There will also be the opportunity for clients to employ ZFS, the 128-bit file system considered one of Solaris' crown jewels, and which Sun has been fiercely protecting in recent months.
"On the X86 platform, the hypervisor is based on code derived from the work of the Xen open source community, via the Xen community on OpenSolaris.org," according to Marc Hamilton, Sun's director of technology for its global education and research group.
"Sun xVM Ops Center will be one of the first tools to manage both your physical and virtual environments," he added. "Other virtualization management tools may be able to restart your VM when you have a DIMM failure, but then you need to switch to a different management tool to actually find the machine where the physical failure occurred."
Understanding management can be the most difficult aspect of virtualization, Sun plans to offer next month the vXM Ops Center, which is being described a "highly scalable, full stack management tool."
Even though yesterday was the first time xVM was publicly shown, Sun employees and several press analysts discussed the technology openly in published blogs last month.

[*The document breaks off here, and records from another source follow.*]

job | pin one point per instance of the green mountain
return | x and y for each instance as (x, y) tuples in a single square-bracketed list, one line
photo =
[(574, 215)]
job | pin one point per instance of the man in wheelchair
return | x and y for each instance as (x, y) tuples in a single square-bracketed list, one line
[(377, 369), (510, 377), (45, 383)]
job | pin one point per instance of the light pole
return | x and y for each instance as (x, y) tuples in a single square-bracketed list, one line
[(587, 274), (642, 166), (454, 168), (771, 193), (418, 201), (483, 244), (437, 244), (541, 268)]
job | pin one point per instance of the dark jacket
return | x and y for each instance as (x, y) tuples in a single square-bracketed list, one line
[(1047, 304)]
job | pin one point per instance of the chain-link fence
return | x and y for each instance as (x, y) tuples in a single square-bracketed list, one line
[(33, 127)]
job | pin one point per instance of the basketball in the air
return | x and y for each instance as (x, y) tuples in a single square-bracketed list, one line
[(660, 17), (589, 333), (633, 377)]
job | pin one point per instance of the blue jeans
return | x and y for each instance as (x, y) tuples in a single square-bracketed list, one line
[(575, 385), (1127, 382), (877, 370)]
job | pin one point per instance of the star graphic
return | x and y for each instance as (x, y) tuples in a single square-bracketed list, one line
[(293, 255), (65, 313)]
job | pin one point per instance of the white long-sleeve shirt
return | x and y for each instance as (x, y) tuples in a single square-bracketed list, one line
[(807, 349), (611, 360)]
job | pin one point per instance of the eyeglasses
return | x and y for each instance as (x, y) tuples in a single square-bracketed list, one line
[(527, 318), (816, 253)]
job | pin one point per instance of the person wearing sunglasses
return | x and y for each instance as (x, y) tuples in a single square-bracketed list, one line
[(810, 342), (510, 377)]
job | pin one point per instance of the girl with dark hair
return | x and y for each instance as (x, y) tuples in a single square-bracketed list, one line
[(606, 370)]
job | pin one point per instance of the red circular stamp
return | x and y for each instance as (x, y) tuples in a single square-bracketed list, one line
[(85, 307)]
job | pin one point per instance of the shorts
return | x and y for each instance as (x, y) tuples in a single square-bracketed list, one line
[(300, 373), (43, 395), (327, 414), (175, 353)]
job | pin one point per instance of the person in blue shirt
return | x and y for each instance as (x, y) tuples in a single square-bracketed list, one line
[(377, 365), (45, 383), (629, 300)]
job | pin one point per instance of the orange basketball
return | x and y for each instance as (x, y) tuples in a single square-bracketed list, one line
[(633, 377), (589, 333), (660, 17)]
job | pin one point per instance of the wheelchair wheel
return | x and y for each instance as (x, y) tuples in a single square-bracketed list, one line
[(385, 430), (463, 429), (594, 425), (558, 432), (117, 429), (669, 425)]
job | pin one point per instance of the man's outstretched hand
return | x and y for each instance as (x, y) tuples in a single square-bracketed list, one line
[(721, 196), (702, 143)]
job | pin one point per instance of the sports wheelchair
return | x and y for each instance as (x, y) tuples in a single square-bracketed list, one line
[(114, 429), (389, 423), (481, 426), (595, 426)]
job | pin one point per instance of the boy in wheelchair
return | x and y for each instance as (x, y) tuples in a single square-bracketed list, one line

According to Green, the xVM Ops Center service will be available to users under a GPL v3 license. Sun plans to offer support subscriptions for companies who are willing to pay for customer support. Companies such as AMD, Intel, Symantec, Quest Software and Red Hat have endorsed xVM, with more companies expected to hop on the bandwagon.
Meanwhile, the OpenxVM.org Web site is being established as an open source community that will help further the development of xVM in the future.